I got 8/10 and then I was annoyed by being labeled a "Wonkblog-Certified Transit Ninja." "Ninja" is so aughty and kind of racist to boot. I just like transit.
posted by GenjiandProust at 3:11 PM on January 19, 2015


The street-grid quiz from the previous week is fun, too, although they go overboard with the clues.

And they left out the beautifully regular Minneapolis grid (well, south of the river).
posted by GenjiandProust at 3:15 PM on January 19, 2015


10/10. I like to cheat.
posted by phaedon at 3:16 PM on January 19, 2015


Wonkblog-Certified Transit Ninja

That's what you get for 10/10 too.

London is almost all underground and it's rare to come up...

Just over half the Underground's length is actually above ground.
posted by Thing at 3:17 PM on January 19, 2015


10 out of 10, because I have 3 and 5 year old boys who only ever want to talk about trains, especially subways as they are trains that live in tunnels, and do you know how many children's books and youtube videos there are about subways? ENOUGH THAT I GOT TEN OUT OF TEN.

This week, all they have wanted to talk about is the difference between subway tunnels bored through the bedrock and subway tunnels that are "just" cut-and-cover. Have. Stopped.

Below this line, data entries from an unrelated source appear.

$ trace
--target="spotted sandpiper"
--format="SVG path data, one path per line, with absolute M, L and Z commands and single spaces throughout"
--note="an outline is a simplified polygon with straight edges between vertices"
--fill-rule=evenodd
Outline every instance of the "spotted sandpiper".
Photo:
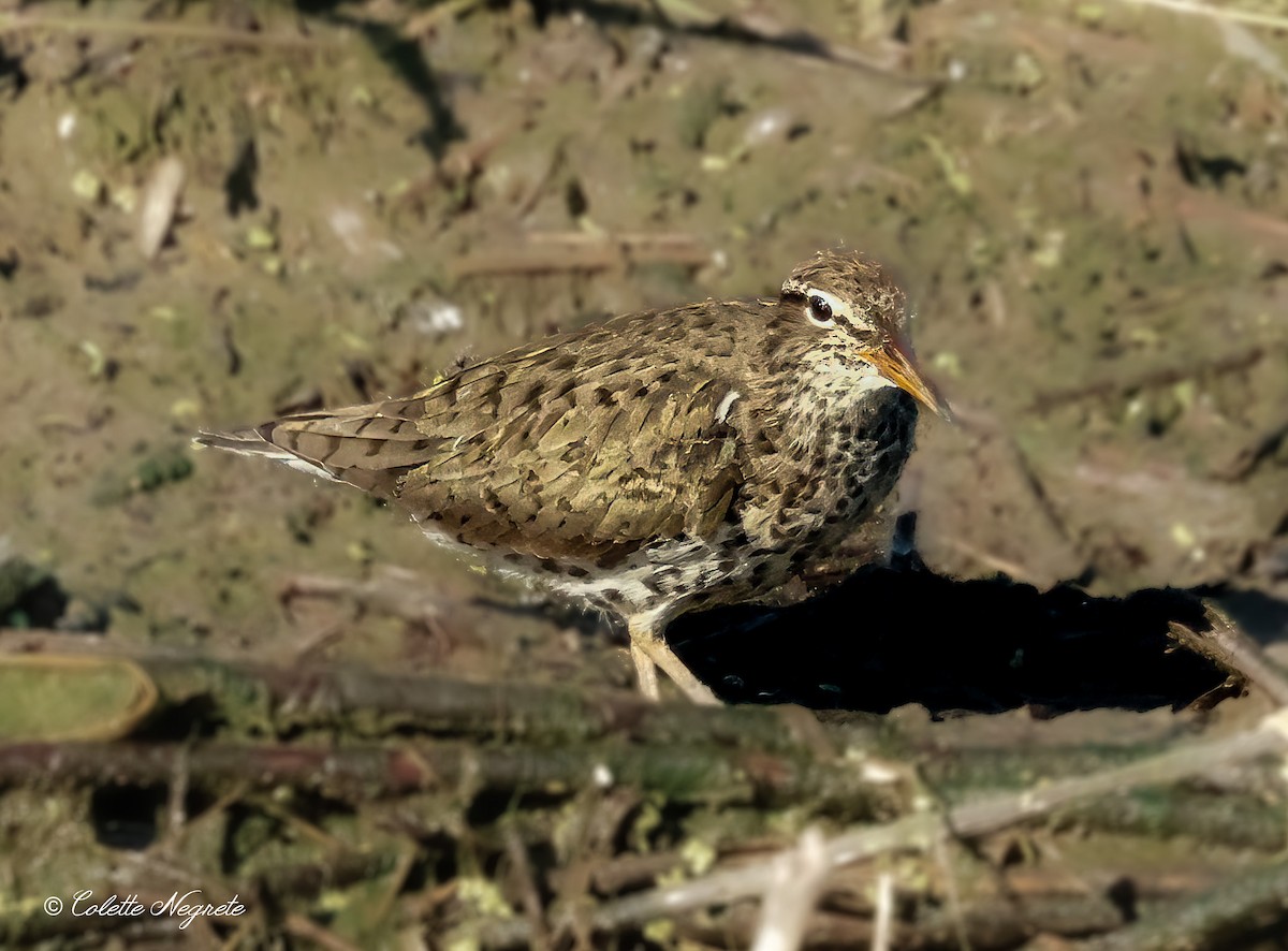
M 640 687 L 715 695 L 665 629 L 764 598 L 890 492 L 917 403 L 902 293 L 824 251 L 777 298 L 707 300 L 559 334 L 408 397 L 198 442 L 346 482 L 461 555 L 625 617 Z

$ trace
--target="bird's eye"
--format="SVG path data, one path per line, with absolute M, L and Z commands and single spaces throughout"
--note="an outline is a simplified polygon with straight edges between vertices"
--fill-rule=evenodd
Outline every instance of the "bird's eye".
M 809 299 L 809 317 L 815 323 L 829 325 L 832 322 L 832 305 L 814 294 Z

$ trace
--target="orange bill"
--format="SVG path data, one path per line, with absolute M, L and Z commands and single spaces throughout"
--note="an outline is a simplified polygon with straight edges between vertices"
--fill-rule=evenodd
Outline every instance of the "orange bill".
M 943 419 L 952 420 L 953 411 L 948 401 L 935 389 L 935 384 L 921 371 L 907 339 L 894 339 L 880 351 L 868 354 L 868 361 L 881 375 Z

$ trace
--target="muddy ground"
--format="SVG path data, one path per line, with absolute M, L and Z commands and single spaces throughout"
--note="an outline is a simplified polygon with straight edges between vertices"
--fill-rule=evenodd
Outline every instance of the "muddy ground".
M 1282 597 L 1283 39 L 1117 4 L 708 13 L 41 4 L 9 23 L 0 505 L 73 600 L 26 620 L 289 652 L 316 633 L 279 604 L 292 579 L 397 566 L 446 639 L 367 616 L 317 649 L 581 669 L 599 642 L 567 616 L 515 610 L 355 494 L 189 437 L 603 314 L 773 293 L 833 245 L 899 274 L 960 416 L 922 423 L 900 487 L 933 572 Z M 166 160 L 185 187 L 149 260 Z
M 1155 589 L 1288 633 L 1285 86 L 1283 32 L 1119 3 L 0 3 L 5 624 L 627 684 L 599 619 L 189 439 L 840 245 L 958 424 L 893 570 L 684 656 L 732 700 L 1184 706 L 1222 678 Z

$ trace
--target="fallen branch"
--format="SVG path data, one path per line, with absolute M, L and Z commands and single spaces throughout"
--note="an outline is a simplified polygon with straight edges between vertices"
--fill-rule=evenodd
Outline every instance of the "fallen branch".
M 925 850 L 944 836 L 971 839 L 1095 796 L 1166 785 L 1194 776 L 1212 776 L 1218 769 L 1285 751 L 1288 711 L 1280 710 L 1266 716 L 1256 728 L 1235 736 L 1194 742 L 1139 763 L 1060 780 L 1021 792 L 984 796 L 952 807 L 944 814 L 926 812 L 838 835 L 827 843 L 827 862 L 835 870 L 889 852 Z M 773 857 L 720 870 L 679 885 L 605 902 L 589 912 L 589 920 L 594 928 L 611 932 L 657 917 L 753 898 L 772 885 L 775 862 L 777 857 Z M 565 910 L 558 915 L 555 927 L 569 927 L 572 914 Z M 528 941 L 529 934 L 523 921 L 492 921 L 479 929 L 477 937 L 489 947 L 505 947 Z

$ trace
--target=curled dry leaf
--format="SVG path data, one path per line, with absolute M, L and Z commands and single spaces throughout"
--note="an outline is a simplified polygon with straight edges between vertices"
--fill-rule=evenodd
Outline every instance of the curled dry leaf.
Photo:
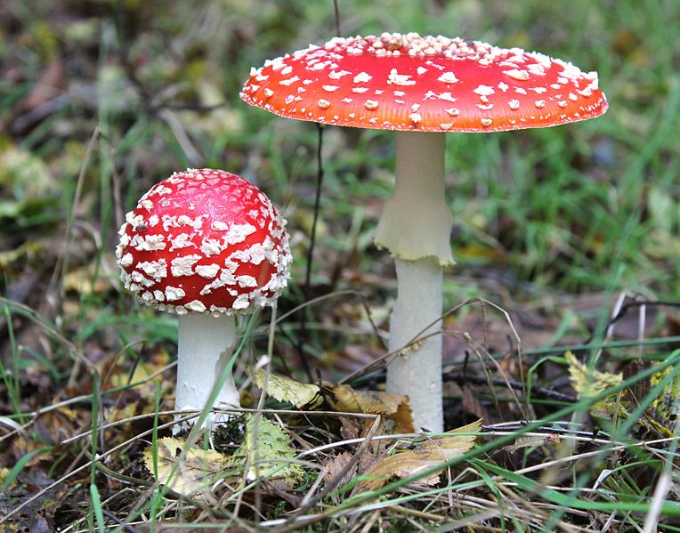
M 564 353 L 564 359 L 569 365 L 569 377 L 571 386 L 581 398 L 597 396 L 606 389 L 614 387 L 623 381 L 623 374 L 600 372 L 595 368 L 590 368 L 586 363 L 580 362 L 571 351 Z M 603 416 L 612 413 L 615 408 L 616 406 L 605 399 L 593 404 L 590 408 L 590 413 L 595 416 Z
M 349 385 L 324 384 L 326 398 L 341 413 L 382 415 L 394 422 L 393 432 L 413 432 L 413 418 L 409 398 L 404 394 L 377 391 L 355 391 Z
M 184 496 L 205 500 L 209 487 L 222 477 L 229 457 L 215 450 L 190 446 L 180 461 L 185 447 L 183 439 L 158 439 L 158 482 Z M 144 450 L 144 465 L 154 472 L 152 446 Z
M 263 388 L 267 373 L 263 369 L 247 369 L 253 383 Z M 361 413 L 382 415 L 393 421 L 393 432 L 410 433 L 413 430 L 411 408 L 403 394 L 377 391 L 356 391 L 349 385 L 336 385 L 325 382 L 324 395 L 319 387 L 312 384 L 301 384 L 290 377 L 269 375 L 267 394 L 280 401 L 288 401 L 298 408 L 313 409 L 323 403 L 324 397 L 330 407 L 341 413 Z
M 263 368 L 254 370 L 249 367 L 247 373 L 255 385 L 261 389 L 263 388 L 264 380 L 267 378 L 267 373 Z M 276 374 L 269 376 L 267 394 L 279 401 L 288 401 L 300 409 L 304 408 L 313 409 L 323 402 L 317 385 L 301 384 L 290 377 Z
M 393 478 L 417 475 L 470 450 L 482 429 L 482 419 L 445 433 L 445 436 L 421 440 L 409 451 L 384 457 L 368 472 L 367 479 L 357 489 L 358 492 L 377 490 Z M 422 477 L 419 484 L 433 485 L 439 481 L 439 472 Z
M 559 433 L 546 435 L 521 435 L 514 440 L 514 444 L 506 446 L 504 449 L 513 453 L 524 448 L 538 448 L 548 442 L 559 442 Z

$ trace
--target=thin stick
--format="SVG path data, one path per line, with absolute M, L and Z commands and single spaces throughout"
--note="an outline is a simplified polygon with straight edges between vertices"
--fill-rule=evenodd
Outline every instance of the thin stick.
M 312 222 L 312 235 L 310 235 L 310 247 L 307 250 L 307 266 L 304 271 L 304 286 L 303 287 L 303 295 L 306 303 L 310 299 L 310 286 L 312 284 L 312 262 L 314 258 L 314 244 L 316 243 L 316 227 L 319 221 L 319 209 L 321 202 L 321 183 L 323 183 L 323 158 L 321 157 L 321 149 L 323 148 L 323 127 L 317 125 L 319 132 L 319 142 L 317 144 L 316 160 L 316 197 L 314 198 L 314 219 Z M 300 335 L 297 338 L 297 351 L 300 360 L 304 367 L 304 373 L 310 383 L 314 382 L 314 376 L 312 373 L 307 356 L 304 353 L 304 341 L 307 338 L 307 328 L 305 326 L 304 310 L 300 311 Z

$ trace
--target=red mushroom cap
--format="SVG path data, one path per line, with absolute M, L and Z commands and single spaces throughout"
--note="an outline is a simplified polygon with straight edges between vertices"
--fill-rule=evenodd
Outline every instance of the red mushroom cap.
M 121 278 L 148 305 L 177 314 L 249 312 L 286 287 L 286 221 L 236 174 L 174 174 L 125 221 L 116 249 Z
M 423 132 L 557 125 L 608 107 L 596 72 L 520 48 L 415 33 L 336 37 L 266 61 L 241 98 L 289 118 Z

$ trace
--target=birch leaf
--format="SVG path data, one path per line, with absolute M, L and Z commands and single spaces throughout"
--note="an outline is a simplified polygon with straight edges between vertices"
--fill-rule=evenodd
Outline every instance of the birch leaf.
M 247 418 L 243 443 L 229 458 L 227 465 L 242 472 L 248 464 L 248 481 L 270 478 L 282 480 L 287 486 L 295 485 L 303 469 L 293 462 L 295 452 L 290 447 L 290 437 L 263 416 L 256 426 L 255 416 Z
M 445 433 L 445 436 L 420 441 L 414 449 L 384 457 L 370 468 L 358 487 L 359 492 L 377 490 L 393 478 L 417 475 L 447 461 L 458 457 L 470 450 L 482 429 L 482 419 Z M 444 469 L 441 466 L 440 472 Z M 439 481 L 439 472 L 418 480 L 423 485 L 433 485 Z
M 158 482 L 184 496 L 206 499 L 206 489 L 221 477 L 228 457 L 220 452 L 191 446 L 184 460 L 177 463 L 186 446 L 183 439 L 158 440 Z M 144 465 L 153 473 L 153 447 L 144 450 Z
M 581 398 L 592 398 L 602 393 L 606 389 L 618 385 L 623 381 L 622 374 L 600 372 L 588 368 L 587 365 L 580 362 L 571 351 L 564 354 L 569 365 L 569 376 L 571 386 Z
M 261 389 L 264 386 L 267 373 L 263 368 L 259 370 L 247 369 L 253 383 Z M 319 394 L 319 386 L 312 384 L 301 384 L 295 379 L 270 374 L 267 382 L 267 394 L 279 401 L 292 403 L 297 408 L 314 408 L 323 402 Z
M 383 415 L 394 421 L 395 433 L 413 432 L 413 418 L 409 397 L 377 391 L 355 391 L 349 385 L 324 384 L 331 407 L 341 413 Z

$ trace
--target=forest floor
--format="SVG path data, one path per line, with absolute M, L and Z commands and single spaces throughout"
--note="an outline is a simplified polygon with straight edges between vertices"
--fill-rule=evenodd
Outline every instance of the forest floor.
M 393 135 L 324 128 L 308 264 L 319 130 L 239 98 L 252 66 L 336 34 L 330 0 L 6 0 L 0 531 L 680 530 L 680 3 L 338 8 L 345 36 L 573 61 L 610 101 L 449 135 L 449 432 L 414 434 L 384 393 L 396 285 L 372 234 Z M 264 190 L 294 263 L 275 325 L 238 324 L 242 413 L 173 436 L 176 321 L 125 292 L 114 251 L 140 196 L 187 167 Z

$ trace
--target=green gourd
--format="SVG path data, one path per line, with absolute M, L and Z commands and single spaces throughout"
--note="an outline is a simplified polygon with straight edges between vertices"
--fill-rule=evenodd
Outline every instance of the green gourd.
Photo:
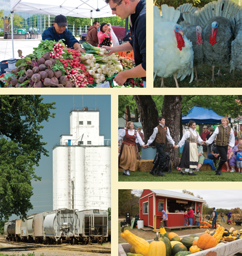
M 166 245 L 166 256 L 171 256 L 171 244 L 169 238 L 165 236 L 164 235 L 162 235 L 161 237 L 159 238 L 159 240 L 163 242 Z

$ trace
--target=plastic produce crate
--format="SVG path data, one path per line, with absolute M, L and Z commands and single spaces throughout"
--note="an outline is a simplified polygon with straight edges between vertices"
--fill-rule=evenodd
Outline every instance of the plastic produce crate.
M 4 69 L 8 68 L 8 63 L 4 63 L 4 62 L 6 62 L 7 61 L 8 61 L 8 60 L 2 60 L 0 62 L 0 73 L 1 74 L 6 73 Z

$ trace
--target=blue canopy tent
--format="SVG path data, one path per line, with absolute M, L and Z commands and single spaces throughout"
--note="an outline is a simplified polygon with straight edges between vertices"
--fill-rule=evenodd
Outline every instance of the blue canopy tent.
M 188 124 L 191 120 L 196 124 L 218 124 L 221 122 L 221 119 L 224 117 L 212 110 L 202 107 L 194 107 L 189 110 L 189 112 L 186 116 L 185 115 L 182 116 L 182 124 Z M 228 118 L 230 122 L 230 118 Z

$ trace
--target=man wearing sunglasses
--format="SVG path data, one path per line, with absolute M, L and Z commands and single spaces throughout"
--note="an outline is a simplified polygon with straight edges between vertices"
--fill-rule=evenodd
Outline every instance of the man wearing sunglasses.
M 146 0 L 105 0 L 112 13 L 121 19 L 129 16 L 131 40 L 117 46 L 103 46 L 110 51 L 107 54 L 134 50 L 135 67 L 119 73 L 114 80 L 123 85 L 128 78 L 141 77 L 144 87 L 146 87 Z

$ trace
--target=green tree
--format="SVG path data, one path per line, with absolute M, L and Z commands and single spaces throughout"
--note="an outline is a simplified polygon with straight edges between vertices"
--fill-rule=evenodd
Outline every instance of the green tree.
M 54 117 L 55 103 L 43 103 L 40 95 L 0 96 L 0 220 L 12 214 L 26 217 L 32 206 L 31 180 L 40 180 L 33 166 L 41 154 L 48 156 L 39 132 L 43 121 Z
M 194 194 L 192 192 L 190 192 L 190 191 L 188 191 L 188 190 L 186 190 L 186 189 L 183 189 L 182 190 L 182 193 L 183 194 L 188 194 L 188 195 L 191 195 L 192 196 L 194 196 Z
M 0 28 L 4 27 L 4 20 L 2 19 L 2 17 L 4 16 L 4 10 L 0 10 Z
M 84 27 L 86 25 L 91 25 L 91 19 L 86 18 L 79 18 L 77 17 L 71 17 L 67 16 L 67 22 L 68 24 L 73 25 L 75 24 L 75 35 L 77 36 L 77 28 L 79 27 Z
M 8 15 L 8 17 L 11 16 L 11 14 L 9 13 Z M 16 13 L 13 13 L 13 18 L 12 18 L 12 23 L 14 27 L 18 27 L 19 28 L 22 28 L 23 26 L 22 23 L 24 21 L 24 19 L 18 15 Z M 11 21 L 10 21 L 11 22 Z

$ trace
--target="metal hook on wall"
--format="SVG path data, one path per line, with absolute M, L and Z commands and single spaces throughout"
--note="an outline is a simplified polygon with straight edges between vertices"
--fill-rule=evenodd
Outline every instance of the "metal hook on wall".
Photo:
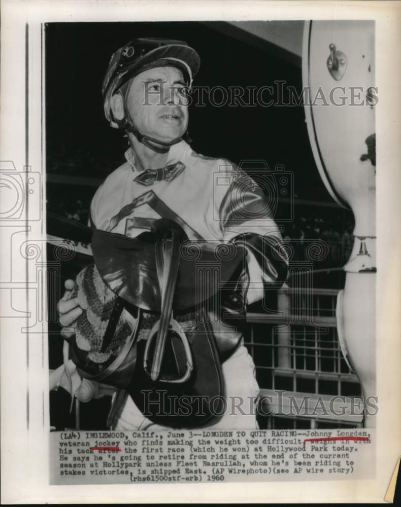
M 344 75 L 347 68 L 347 57 L 342 51 L 337 49 L 332 43 L 329 45 L 330 55 L 327 58 L 327 69 L 336 81 L 339 81 Z

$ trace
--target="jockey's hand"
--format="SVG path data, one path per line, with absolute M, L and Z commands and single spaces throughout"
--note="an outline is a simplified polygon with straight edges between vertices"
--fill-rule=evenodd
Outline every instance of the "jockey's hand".
M 77 298 L 71 298 L 73 289 L 75 285 L 74 280 L 66 280 L 64 284 L 65 292 L 57 303 L 58 321 L 63 326 L 61 336 L 71 338 L 75 334 L 75 325 L 77 319 L 82 313 L 82 309 L 78 304 Z

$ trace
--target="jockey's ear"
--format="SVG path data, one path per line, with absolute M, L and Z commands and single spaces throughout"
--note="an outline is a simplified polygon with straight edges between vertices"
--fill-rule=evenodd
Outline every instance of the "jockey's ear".
M 124 99 L 120 92 L 113 95 L 110 99 L 110 106 L 113 116 L 116 120 L 121 121 L 124 119 Z

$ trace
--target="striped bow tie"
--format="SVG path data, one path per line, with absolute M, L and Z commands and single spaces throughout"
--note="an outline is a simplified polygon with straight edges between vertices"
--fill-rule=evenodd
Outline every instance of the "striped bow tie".
M 171 182 L 181 174 L 185 166 L 181 162 L 170 164 L 160 169 L 147 169 L 141 172 L 133 180 L 145 187 L 150 187 L 156 182 Z

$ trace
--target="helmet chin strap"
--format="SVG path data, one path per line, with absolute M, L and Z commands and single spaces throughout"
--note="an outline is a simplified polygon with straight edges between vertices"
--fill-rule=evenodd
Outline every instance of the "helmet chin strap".
M 138 129 L 134 127 L 132 121 L 127 119 L 126 116 L 124 118 L 124 128 L 128 132 L 133 134 L 140 142 L 143 143 L 145 146 L 157 153 L 166 153 L 170 149 L 171 146 L 179 142 L 187 134 L 186 132 L 183 135 L 180 136 L 177 139 L 169 142 L 159 141 L 158 139 L 154 139 L 153 137 L 150 137 L 148 135 L 144 135 L 143 134 L 141 134 Z

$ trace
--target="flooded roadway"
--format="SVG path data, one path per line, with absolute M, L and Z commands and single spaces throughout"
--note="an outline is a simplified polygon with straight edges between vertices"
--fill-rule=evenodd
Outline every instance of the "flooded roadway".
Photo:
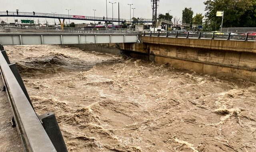
M 256 151 L 255 83 L 66 46 L 5 48 L 69 151 Z

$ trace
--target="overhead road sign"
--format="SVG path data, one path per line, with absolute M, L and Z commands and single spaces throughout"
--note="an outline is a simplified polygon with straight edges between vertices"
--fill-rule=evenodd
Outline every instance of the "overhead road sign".
M 21 20 L 21 23 L 34 23 L 34 20 Z
M 224 11 L 217 11 L 216 16 L 223 16 L 224 15 Z

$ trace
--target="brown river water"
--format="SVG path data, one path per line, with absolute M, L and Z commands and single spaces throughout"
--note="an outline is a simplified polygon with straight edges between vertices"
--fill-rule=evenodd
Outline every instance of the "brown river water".
M 256 151 L 255 83 L 64 46 L 5 48 L 70 151 Z

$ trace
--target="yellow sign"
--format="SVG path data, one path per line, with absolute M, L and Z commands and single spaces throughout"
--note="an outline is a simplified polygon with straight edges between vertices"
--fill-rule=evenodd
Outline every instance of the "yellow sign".
M 216 16 L 223 16 L 224 15 L 224 11 L 217 11 Z

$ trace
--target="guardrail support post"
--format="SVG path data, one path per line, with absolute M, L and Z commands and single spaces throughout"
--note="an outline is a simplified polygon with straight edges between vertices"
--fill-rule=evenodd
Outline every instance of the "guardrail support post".
M 4 50 L 4 46 L 3 46 L 2 45 L 1 45 L 1 44 L 0 44 L 0 51 L 3 51 Z
M 48 112 L 38 116 L 38 118 L 57 151 L 67 152 L 68 149 L 54 114 Z
M 230 40 L 230 35 L 231 34 L 231 32 L 228 33 L 228 39 L 227 40 Z
M 5 51 L 1 51 L 1 52 L 2 53 L 2 54 L 3 54 L 3 56 L 4 56 L 4 58 L 5 60 L 6 61 L 7 64 L 10 64 L 11 62 L 10 62 L 10 60 L 9 60 L 9 58 L 8 58 L 6 52 Z
M 26 89 L 26 87 L 25 86 L 25 85 L 24 84 L 24 83 L 23 82 L 22 79 L 21 78 L 21 76 L 20 76 L 20 72 L 19 72 L 19 70 L 17 67 L 16 64 L 14 63 L 12 64 L 9 64 L 9 66 L 10 67 L 10 69 L 11 69 L 12 73 L 13 73 L 13 75 L 14 75 L 15 78 L 16 78 L 16 80 L 17 80 L 17 81 L 18 81 L 18 82 L 19 83 L 20 86 L 20 88 L 21 88 L 22 91 L 23 91 L 24 94 L 25 94 L 26 97 L 27 97 L 27 99 L 28 99 L 28 100 L 29 102 L 29 103 L 30 104 L 31 106 L 34 109 L 34 107 L 33 106 L 33 105 L 32 104 L 32 102 L 31 102 L 30 98 L 29 98 L 28 93 L 27 91 L 27 89 Z
M 248 32 L 246 33 L 246 36 L 245 37 L 245 41 L 247 41 L 248 40 Z
M 214 36 L 215 35 L 215 32 L 213 32 L 213 33 L 212 33 L 212 40 L 214 40 Z
M 201 32 L 199 32 L 199 35 L 198 35 L 198 39 L 201 38 Z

Caring.
posted by Eyebrows McGee at 3:19 PM on January 19, 2015 [25 favorites]


Just over half the Underground's length is actually above ground.

And in New York, about 40% of the trackage is actually at ground level or aboveground. I think though, that since the core parts of the system in both New York and London are almost entirely underground (in this NYC map, red tracks are underground), many people's perceptions of the system are that they are overwhelmingly underground when that's not quite the case.
posted by andrewesque at 3:22 PM on January 19, 2015 [4 favorites]


Got everyone except Seoul
posted by The Whelk at 3:23 PM on January 19, 2015


And here is a map for London of parts of the Tube that are open-air, although it's not quite as good as the NYC diagram I just posted since this one is of the official Tube map, which is obviously not at all to scale.
posted by andrewesque at 3:24 PM on January 19, 2015


8/10 Missed San Francisco and Beijing
posted by rocket88 at 3:24 PM on January 19, 2015


L.A totally has a subway! It's a great way to get from Union Station to Hollywood.
posted by The Whelk at 3:27 PM on January 19, 2015 [1 favorite]


I got Chicago because they said "okay one more in the US" and duh of course Chicago.

8/10. Missed Moscow and Beijing.
posted by aubilenon at 3:31 PM on January 19, 2015


Yeah, that Beijing map is a few years old. I'm guessing 2010? It looks a bit different now.
posted by Aiwen at 3:33 PM on January 19, 2015 [2 favorites]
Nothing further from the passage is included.